‘King of Cool’ our anti-hero

In years gone by, cool men who were in the movies were not required to be muscle-bound.

Nobody expected that of Cary Grant or Sean Connery, and nobody got it.

The world was good.

That has sadly changed.

Steve McQueen came from those simpler times, and looked normal despite a reported two-hour fitness regime involving weightlifting and at one point, running 8km, seven days a week.

God knows what they do nowadays - it must involve steroids.

McQueen, of course, was an American actor known as ‘‘The King of Cool'', a man with a well-developed anti-hero persona in the 1960s who starred in The Thomas Crown Affair, Bullitt, The Magnificent Seven and The Great Escape.

He died aged 50 in 1980, and is remembered in what is actually a reasonably good documentary on Sky's Discover Turbo channel on Thursday next week.

These shows can be cheap and awful, but I Am Steve McQueen appears to have had some time and money spent.

Robert Downey jun narrates a show that includes appearances from the likes of Pierce Brosnan, as well as McQueen's children, grandchildren and a former wife.

We discover a man born in to the Great Depression of the 1930s to alcoholic parents, who quickly ended up in a boy's home.

At 17, he joined the marines, and at 20 headed to New York to become an actor, mostly for the girls.

B-movie classic The Blob was his first major role, a film that gained cult status partly because of McQueen's involvement.

The documentary tells of his love of women and fast cars, includes plenty of discussion of his wet, glassy translucent light blue eyes, and shows how a man without steroid-injected abs can actually be cool and dangerous - to which, of course, we all aspire.

Back in the real world, Christmas is galloping drunkenly towards us, meaning something huge and alarming is going to happen on Shortland Street on TV2.

It always does this time of year, when Ferndale becomes a very risky place to act.

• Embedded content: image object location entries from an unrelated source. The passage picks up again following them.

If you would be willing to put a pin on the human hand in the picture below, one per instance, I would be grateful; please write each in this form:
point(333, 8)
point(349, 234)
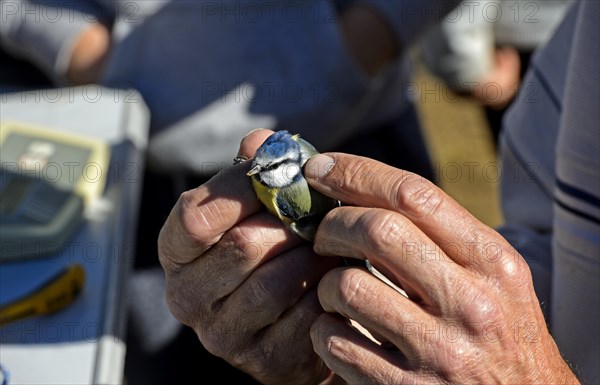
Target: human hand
point(89, 55)
point(499, 87)
point(471, 315)
point(243, 282)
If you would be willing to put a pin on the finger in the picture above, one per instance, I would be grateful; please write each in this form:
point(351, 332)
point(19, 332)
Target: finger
point(355, 357)
point(365, 182)
point(202, 215)
point(394, 245)
point(283, 351)
point(358, 295)
point(277, 285)
point(196, 292)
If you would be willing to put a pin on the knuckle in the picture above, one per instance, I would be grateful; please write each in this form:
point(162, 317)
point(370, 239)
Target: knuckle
point(353, 173)
point(481, 306)
point(258, 293)
point(257, 358)
point(199, 222)
point(417, 196)
point(354, 289)
point(241, 244)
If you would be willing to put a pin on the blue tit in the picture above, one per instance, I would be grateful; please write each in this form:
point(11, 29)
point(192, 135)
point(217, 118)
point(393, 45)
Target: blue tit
point(277, 178)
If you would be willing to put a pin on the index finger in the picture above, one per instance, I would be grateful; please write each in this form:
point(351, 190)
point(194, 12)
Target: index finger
point(365, 182)
point(202, 215)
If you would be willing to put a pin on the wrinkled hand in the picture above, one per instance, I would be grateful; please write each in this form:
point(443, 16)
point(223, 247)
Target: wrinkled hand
point(471, 315)
point(245, 284)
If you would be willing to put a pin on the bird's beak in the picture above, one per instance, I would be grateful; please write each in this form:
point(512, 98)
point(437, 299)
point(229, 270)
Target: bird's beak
point(253, 170)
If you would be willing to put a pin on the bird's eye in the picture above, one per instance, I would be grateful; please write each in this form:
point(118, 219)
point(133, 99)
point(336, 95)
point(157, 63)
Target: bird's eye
point(270, 166)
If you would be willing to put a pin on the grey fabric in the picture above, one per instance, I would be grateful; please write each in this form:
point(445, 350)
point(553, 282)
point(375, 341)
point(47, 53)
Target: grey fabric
point(554, 131)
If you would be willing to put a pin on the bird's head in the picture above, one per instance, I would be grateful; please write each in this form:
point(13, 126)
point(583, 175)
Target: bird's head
point(277, 162)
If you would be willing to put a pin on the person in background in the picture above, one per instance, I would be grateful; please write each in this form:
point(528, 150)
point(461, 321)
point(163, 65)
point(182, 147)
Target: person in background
point(483, 49)
point(290, 312)
point(209, 71)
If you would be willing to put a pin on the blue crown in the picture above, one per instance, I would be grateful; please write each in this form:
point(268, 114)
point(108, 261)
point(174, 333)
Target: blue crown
point(277, 145)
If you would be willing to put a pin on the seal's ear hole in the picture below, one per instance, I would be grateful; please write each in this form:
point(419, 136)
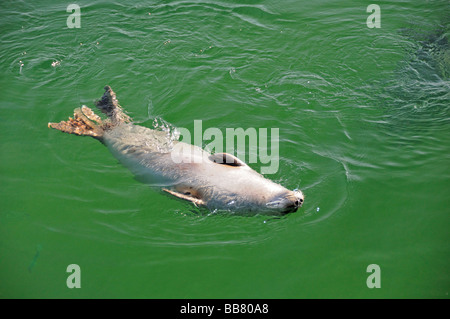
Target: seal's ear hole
point(226, 159)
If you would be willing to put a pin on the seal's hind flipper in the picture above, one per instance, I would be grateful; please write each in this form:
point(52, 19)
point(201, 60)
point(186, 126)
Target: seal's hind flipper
point(194, 200)
point(79, 124)
point(109, 105)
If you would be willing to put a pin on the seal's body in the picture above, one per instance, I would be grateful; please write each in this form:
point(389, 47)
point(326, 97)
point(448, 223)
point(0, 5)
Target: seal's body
point(219, 181)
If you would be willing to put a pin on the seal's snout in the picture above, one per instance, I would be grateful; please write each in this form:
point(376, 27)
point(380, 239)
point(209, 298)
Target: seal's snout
point(288, 202)
point(299, 198)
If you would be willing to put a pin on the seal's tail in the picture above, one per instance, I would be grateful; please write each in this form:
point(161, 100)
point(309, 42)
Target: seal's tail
point(85, 122)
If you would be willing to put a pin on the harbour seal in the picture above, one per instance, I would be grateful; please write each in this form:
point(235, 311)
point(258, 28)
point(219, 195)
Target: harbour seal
point(218, 181)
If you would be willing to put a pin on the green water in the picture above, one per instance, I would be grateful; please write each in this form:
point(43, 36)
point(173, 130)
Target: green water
point(364, 127)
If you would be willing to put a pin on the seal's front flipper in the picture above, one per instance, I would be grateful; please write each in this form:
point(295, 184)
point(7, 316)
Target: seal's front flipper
point(109, 105)
point(194, 200)
point(80, 124)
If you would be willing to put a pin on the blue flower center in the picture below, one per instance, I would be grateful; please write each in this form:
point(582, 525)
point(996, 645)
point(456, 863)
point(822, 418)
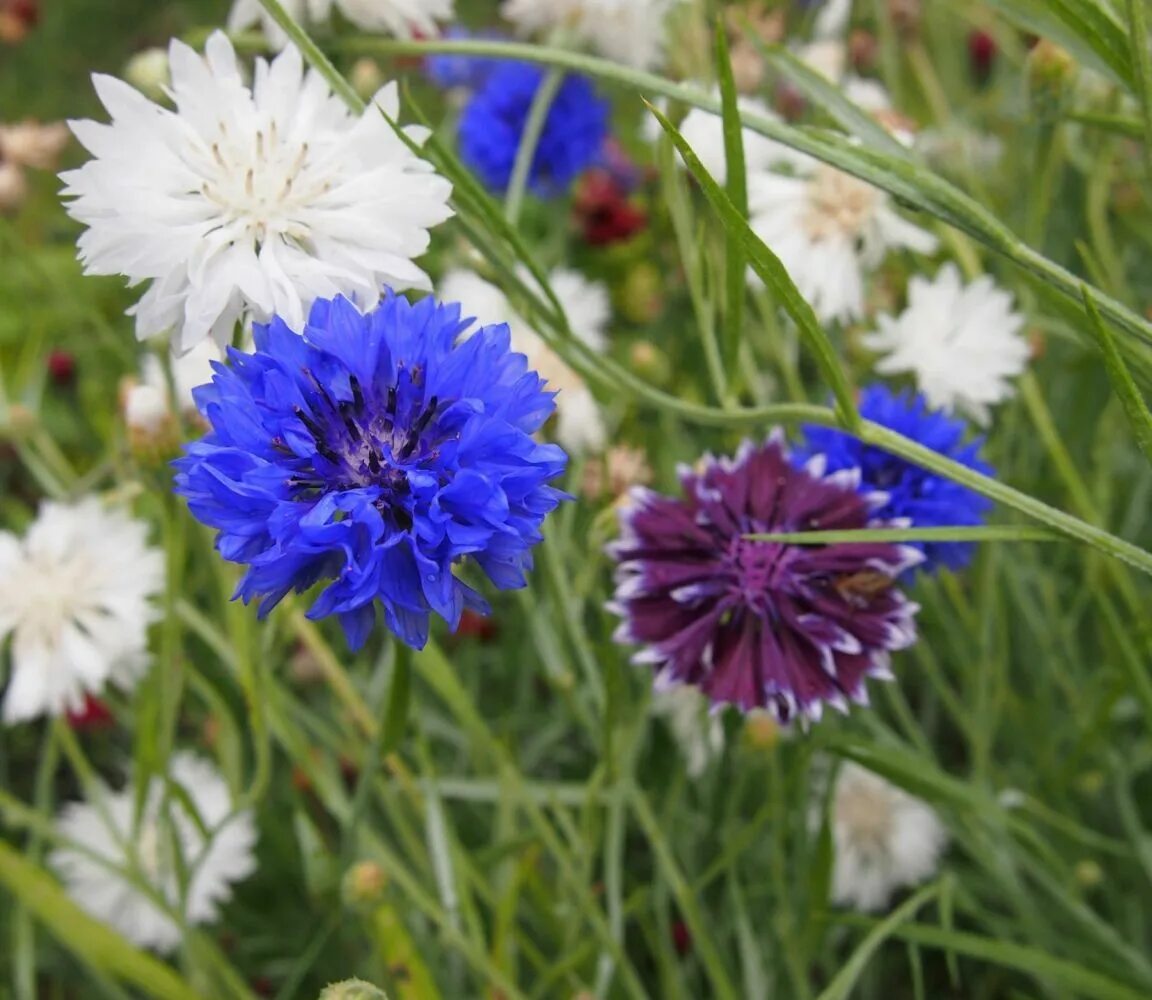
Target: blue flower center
point(372, 440)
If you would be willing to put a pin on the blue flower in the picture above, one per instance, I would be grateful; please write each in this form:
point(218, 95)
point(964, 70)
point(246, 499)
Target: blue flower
point(374, 452)
point(923, 498)
point(494, 120)
point(449, 69)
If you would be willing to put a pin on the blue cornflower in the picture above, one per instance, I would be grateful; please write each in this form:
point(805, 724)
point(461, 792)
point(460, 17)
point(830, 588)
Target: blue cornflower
point(374, 451)
point(925, 499)
point(449, 69)
point(494, 120)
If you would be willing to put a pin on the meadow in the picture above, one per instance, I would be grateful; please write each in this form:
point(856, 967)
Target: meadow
point(661, 510)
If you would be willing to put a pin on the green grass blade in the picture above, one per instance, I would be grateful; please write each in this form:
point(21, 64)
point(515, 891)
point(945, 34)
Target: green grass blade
point(1136, 409)
point(842, 985)
point(774, 275)
point(91, 941)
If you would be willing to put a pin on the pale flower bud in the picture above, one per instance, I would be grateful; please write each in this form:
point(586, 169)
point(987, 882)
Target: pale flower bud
point(31, 144)
point(149, 72)
point(13, 187)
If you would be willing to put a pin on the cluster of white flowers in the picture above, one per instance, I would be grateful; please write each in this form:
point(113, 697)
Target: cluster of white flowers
point(76, 598)
point(171, 865)
point(249, 202)
point(580, 423)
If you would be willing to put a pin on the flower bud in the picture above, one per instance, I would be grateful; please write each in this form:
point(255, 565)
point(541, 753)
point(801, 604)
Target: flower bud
point(13, 187)
point(149, 72)
point(365, 77)
point(364, 884)
point(353, 990)
point(1051, 72)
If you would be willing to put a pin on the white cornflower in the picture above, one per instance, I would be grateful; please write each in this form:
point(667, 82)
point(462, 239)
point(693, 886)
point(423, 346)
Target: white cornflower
point(628, 31)
point(698, 732)
point(212, 847)
point(580, 425)
point(961, 342)
point(76, 599)
point(249, 202)
point(830, 229)
point(400, 17)
point(884, 839)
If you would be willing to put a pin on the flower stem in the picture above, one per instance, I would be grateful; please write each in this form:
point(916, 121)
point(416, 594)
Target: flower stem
point(530, 141)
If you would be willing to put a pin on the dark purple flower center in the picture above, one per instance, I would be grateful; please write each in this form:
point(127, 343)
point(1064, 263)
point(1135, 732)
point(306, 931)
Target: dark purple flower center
point(374, 439)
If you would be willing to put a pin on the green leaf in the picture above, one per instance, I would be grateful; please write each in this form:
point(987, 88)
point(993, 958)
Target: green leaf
point(91, 941)
point(1136, 409)
point(773, 274)
point(990, 532)
point(842, 985)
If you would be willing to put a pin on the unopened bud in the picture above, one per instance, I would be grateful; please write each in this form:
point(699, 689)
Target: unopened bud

Last year, there was an explosion, I seem to remember, at a beach house during a party, or maybe that was the previous year, I'm not sure, but it was very exciting, and you had to wait just weeks until you found out who died, and it turned out to be nobody really important, but you didn't know that at the time.

Next Monday is this year's final - prepare yourself mentally for a mad 90-minute extravaganza.

Also on TV2 on Friday, December 18, is a show full of home video clips of children being Scared of Santa.

It is worthwhile considering how to terrify the very young before Christmas, and this show will help.